One curio in this code:

(Date readFrom: (parts at: 3) readStream)

This converts the String into a stream, and then “reads” the date from the string to parse the string into a Date.

^employees contents

In my original test I had:

self assert: records size equals: 2

This test fails, because Streams don’t understand the size message, Streams are lazy, i.e. they are not realised until the last moment:

From contents

“Answer the whole contents of the receiver, from the next object to the last”

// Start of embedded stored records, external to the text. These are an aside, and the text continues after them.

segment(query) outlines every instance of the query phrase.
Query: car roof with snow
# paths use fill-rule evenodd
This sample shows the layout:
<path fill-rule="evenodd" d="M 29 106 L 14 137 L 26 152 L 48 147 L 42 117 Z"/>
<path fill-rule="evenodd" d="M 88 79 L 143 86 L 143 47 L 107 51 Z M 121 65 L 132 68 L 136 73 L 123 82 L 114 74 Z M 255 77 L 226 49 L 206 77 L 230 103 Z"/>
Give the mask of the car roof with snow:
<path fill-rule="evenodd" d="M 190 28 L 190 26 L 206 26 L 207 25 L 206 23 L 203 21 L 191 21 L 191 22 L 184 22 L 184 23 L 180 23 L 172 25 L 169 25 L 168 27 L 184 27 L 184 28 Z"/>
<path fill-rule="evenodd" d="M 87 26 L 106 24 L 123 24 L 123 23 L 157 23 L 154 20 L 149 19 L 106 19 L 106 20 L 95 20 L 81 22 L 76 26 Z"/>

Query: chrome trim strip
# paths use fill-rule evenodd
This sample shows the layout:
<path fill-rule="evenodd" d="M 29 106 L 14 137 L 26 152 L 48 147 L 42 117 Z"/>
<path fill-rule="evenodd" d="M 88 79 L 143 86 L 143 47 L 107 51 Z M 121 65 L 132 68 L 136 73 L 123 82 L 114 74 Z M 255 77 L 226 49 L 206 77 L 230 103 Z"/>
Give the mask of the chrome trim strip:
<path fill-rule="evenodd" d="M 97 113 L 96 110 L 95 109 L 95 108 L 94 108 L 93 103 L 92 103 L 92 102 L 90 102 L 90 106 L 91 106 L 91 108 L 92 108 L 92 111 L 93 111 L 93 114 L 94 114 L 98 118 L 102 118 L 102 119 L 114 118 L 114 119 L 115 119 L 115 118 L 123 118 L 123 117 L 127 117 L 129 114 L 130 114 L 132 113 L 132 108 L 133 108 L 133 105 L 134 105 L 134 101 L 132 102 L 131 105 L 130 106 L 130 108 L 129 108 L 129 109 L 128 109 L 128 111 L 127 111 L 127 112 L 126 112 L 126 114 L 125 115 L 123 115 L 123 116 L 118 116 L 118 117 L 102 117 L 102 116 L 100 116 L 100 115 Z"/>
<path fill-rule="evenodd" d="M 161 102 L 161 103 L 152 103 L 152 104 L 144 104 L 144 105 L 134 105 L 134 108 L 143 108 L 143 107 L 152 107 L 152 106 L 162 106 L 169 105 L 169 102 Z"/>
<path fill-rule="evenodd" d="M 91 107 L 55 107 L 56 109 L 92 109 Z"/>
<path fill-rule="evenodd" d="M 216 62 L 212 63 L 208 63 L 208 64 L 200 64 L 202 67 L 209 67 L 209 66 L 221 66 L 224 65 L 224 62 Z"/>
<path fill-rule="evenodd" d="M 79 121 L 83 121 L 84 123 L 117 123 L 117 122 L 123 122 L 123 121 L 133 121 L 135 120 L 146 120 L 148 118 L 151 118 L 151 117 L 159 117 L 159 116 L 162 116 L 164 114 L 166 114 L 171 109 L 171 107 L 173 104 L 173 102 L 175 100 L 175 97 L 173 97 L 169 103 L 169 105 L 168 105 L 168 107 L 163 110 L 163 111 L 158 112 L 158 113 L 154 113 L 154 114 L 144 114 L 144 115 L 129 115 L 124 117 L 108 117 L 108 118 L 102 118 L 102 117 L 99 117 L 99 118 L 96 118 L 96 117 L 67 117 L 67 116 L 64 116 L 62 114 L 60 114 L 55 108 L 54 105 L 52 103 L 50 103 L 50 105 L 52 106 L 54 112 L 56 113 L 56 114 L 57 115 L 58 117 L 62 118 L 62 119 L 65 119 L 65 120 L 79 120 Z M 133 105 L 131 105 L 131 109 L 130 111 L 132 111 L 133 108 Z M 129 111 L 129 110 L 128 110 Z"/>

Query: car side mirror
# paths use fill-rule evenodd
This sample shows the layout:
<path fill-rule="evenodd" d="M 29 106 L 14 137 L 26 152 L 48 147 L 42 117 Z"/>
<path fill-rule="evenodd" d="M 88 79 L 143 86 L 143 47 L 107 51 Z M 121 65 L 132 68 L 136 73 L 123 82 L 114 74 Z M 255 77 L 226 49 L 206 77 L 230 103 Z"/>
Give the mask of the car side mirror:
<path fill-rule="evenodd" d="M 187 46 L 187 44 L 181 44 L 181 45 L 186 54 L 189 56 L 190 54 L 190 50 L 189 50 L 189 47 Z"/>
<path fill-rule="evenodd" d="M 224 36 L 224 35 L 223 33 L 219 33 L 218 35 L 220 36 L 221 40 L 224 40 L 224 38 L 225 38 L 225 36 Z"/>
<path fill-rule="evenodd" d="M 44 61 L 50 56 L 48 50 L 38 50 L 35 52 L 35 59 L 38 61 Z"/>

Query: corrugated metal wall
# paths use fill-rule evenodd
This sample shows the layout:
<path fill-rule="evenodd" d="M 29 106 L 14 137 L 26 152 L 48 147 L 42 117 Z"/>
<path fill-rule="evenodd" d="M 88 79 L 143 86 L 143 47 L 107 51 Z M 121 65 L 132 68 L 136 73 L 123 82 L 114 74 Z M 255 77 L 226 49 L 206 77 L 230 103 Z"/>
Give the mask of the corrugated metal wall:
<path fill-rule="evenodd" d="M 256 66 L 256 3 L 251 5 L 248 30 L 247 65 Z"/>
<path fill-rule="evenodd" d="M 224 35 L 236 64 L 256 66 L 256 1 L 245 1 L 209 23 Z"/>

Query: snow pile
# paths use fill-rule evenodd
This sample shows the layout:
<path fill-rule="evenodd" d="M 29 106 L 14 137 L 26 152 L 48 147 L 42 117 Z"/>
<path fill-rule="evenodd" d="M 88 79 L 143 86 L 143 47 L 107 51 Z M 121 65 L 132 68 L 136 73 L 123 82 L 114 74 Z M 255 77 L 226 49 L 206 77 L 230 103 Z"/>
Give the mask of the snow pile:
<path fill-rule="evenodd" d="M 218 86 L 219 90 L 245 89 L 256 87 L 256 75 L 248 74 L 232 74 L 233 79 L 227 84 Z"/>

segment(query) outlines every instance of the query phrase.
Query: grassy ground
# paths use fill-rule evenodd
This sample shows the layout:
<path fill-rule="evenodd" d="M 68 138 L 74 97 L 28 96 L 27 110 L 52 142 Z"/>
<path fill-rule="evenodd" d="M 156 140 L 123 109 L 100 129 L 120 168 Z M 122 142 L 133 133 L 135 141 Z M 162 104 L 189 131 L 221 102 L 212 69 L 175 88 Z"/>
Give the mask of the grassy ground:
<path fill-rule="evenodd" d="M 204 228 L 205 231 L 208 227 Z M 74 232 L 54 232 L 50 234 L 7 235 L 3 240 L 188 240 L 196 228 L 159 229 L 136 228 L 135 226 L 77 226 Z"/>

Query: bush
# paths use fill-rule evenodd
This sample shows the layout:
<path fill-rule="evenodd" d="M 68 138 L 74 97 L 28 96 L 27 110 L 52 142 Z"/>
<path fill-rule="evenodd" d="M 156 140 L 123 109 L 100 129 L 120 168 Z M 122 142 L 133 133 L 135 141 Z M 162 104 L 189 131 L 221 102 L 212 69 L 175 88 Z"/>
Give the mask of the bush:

In order to get my test to pass as-is, I returned the contents, but…returning the unrealised stream is more useful.

This needs a tiny tweak to the test.

testReadEmployeesFromFileParsesEmployeeRows [
    <category: 'tests'>
    | repository records |
    repository := FileEmployeeRepository newFilename: 'employee_data.txt'.

    records := repository employees contents.

    self assert: records size equals: 2
]

This doesn’t actually require any changes in the BirthdayService driver, because unrealised streams and arrays have the same do: functionality.